Tribunal Administratif de Nice — Décision N° TA06-2402778

jeudi 5 février 2026

JuridictionTribunal Administratif de Nice
SectionTribunal Administratif de Nice
N° DossierTA06-2402778
TypeDécision
RecoursPlein contentieux
PublicationC
FormationMagistrat MONNIER BESOMBES
Avocat requérantFRANSES

Résumé IA

Le Tribunal Administratif de Nice a été saisi par M. et Mme D... d’une demande d’indemnisation de 19 684 euros pour le préjudice locatif subi suite au refus du préfet des Alpes-Maritimes d’accorder le concours de la force publique pour expulser une occupante sans droit ni titre. En cours d’instance, les requérants se sont désistés de leurs conclusions indemnitaires, ayant obtenu satisfaction. Le tribunal a donné acte de ce désistement par l’article 1er du jugement. Il a rejeté la demande au titre de l’article L. 761-1 du code de justice administrative, estimant que les circonstances de l’espèce ne justifiaient pas de faire droit à cette demande.

Texte intégral

Vu la procédure suivante :

Par une requête et un mémoire, enregistrés le 27 mai 2024 et le 16 octobre 2024, Mme E... D... et M. A... D..., représentés par Me Franses, demandent au tribunal, dans le dernier état de leurs écritures :

1°) de condamner l’Etat à leur verser la somme de 19 684 euros en réparation de leurs préjudices résultant du refus du préfet des Alpes-Maritimes d’accorder le concours de la force publique pour procéder à l’expulsion de l’occupante sans droit ni titre du logement situé 10 bis avenue Malausséna à Nice, assortie des intérêts au taux légal à compter du 18 mai 2022 et la capitalisation de ces intérêts ;

2°) de mettre la somme de 2 500 euros à la charge de l’Etat au titre des dispositions de l’article L. 761-1 du code de justice administrative.

Ils soutiennent que :
- la responsabilité de l’Etat est engagée en raison du refus du préfet des Alpes-Maritimes de leur accorder le concours de la force publique pour procéder à l’expulsion de l’occupante sans droit ni titre de leur propriété, pour la période courant du 18 mai 2022 au 11 septembre 2024 ;
- ils subissent un préjudice locatif, qui doit être évalué à la somme de 19 684 euros, correspondant au montant du loyer dû sous déduction de la somme de 300 euros versée mensuellement par l’occupante.

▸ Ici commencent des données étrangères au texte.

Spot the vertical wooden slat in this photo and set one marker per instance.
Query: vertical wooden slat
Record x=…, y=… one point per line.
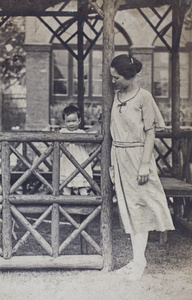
x=80, y=62
x=6, y=212
x=106, y=213
x=177, y=21
x=55, y=209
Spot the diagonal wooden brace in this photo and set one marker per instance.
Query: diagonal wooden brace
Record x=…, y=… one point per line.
x=80, y=229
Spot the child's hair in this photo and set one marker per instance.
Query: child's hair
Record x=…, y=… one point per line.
x=126, y=66
x=71, y=109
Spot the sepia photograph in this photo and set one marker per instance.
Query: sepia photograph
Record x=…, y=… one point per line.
x=96, y=149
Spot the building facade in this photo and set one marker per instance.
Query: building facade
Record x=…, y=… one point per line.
x=52, y=75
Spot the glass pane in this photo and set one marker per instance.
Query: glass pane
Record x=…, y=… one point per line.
x=97, y=57
x=60, y=61
x=97, y=72
x=184, y=75
x=161, y=74
x=75, y=88
x=97, y=88
x=60, y=72
x=60, y=87
x=86, y=76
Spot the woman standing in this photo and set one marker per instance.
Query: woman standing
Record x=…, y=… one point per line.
x=141, y=199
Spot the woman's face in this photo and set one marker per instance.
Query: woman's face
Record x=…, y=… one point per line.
x=118, y=80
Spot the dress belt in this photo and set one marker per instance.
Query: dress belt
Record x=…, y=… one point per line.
x=127, y=144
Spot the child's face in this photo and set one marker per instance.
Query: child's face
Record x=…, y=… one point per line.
x=72, y=122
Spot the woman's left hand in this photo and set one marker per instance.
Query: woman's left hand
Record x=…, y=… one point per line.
x=143, y=174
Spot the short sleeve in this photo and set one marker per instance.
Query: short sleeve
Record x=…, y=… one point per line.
x=151, y=114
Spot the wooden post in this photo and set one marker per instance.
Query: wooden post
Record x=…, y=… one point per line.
x=1, y=106
x=6, y=212
x=106, y=186
x=81, y=12
x=177, y=18
x=55, y=209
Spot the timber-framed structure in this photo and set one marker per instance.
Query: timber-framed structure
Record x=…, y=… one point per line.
x=53, y=203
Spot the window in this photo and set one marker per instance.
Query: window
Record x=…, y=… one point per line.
x=86, y=77
x=60, y=72
x=184, y=75
x=97, y=73
x=161, y=74
x=65, y=75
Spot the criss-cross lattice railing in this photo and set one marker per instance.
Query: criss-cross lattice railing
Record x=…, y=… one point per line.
x=163, y=154
x=32, y=195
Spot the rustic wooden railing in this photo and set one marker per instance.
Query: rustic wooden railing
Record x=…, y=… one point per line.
x=35, y=151
x=32, y=194
x=164, y=154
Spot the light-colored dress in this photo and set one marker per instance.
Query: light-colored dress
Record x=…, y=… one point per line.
x=67, y=168
x=142, y=207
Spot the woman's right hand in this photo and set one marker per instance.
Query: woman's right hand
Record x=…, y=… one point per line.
x=143, y=174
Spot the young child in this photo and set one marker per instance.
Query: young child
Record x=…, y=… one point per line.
x=72, y=120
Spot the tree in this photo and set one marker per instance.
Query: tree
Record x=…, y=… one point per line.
x=12, y=53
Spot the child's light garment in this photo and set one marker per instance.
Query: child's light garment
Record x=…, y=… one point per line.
x=142, y=207
x=66, y=167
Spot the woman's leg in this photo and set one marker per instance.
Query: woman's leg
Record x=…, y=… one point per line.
x=139, y=243
x=136, y=267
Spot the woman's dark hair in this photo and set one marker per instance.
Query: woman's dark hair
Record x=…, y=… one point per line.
x=71, y=109
x=126, y=65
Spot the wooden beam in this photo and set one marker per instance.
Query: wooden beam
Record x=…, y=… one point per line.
x=61, y=262
x=6, y=212
x=106, y=186
x=50, y=137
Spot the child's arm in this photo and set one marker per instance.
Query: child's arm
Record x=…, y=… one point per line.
x=143, y=172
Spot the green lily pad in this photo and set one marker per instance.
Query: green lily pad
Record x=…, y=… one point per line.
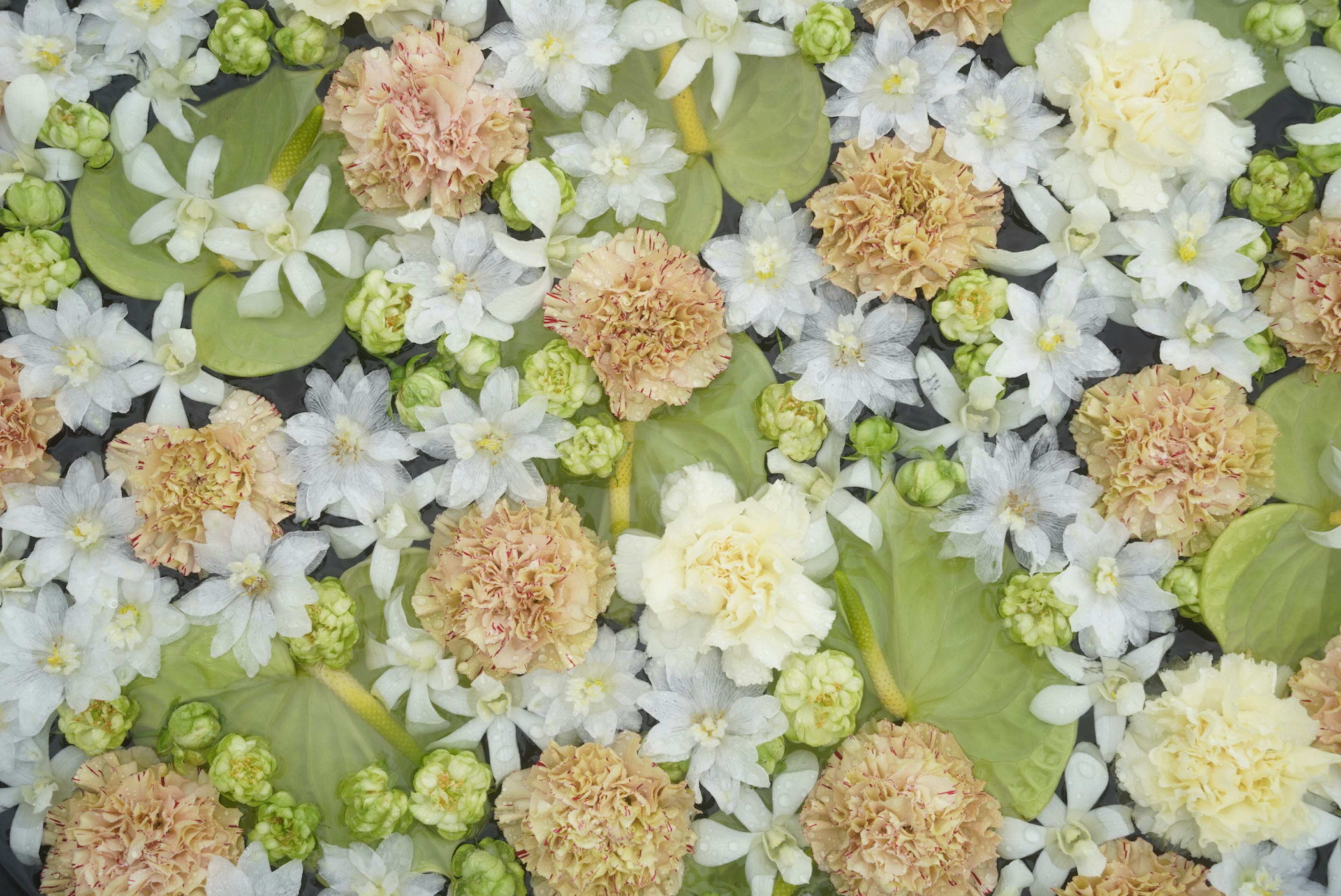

Par un mémoire en défense, enregistré le 9 avril 2025, le préfet des Alpes-Maritimes conclut au non-lieu à statuer.

Il fait valoir que l’indemnisation des requérants est en cours.

Par ordonnance du 23 octobre 2025, la clôture d'instruction a été fixée au 21 novembre 2025.

Par un mémoire, enregistré le 6 janvier 2026, M. et Mme D... déclarent se désister purement et simplement de leur requête, à l’exception des conclusions présentées au titre de l’article L. 761-1 du code de justice administrative.


Vu les autres pièces du dossier.

Vu le code de justice administrative.

La présidente du tribunal a désigné Mme Monnier-Besombes, première conseillère, pour statuer sur les requêtes relevant de l’article R. 222-13 du code de justice administrative.

La magistrate désignée a dispensé le rapporteur public, sur sa proposition, de prononcer des conclusions à l’audience.

Les parties ont été régulièrement averties du jour de l’audience.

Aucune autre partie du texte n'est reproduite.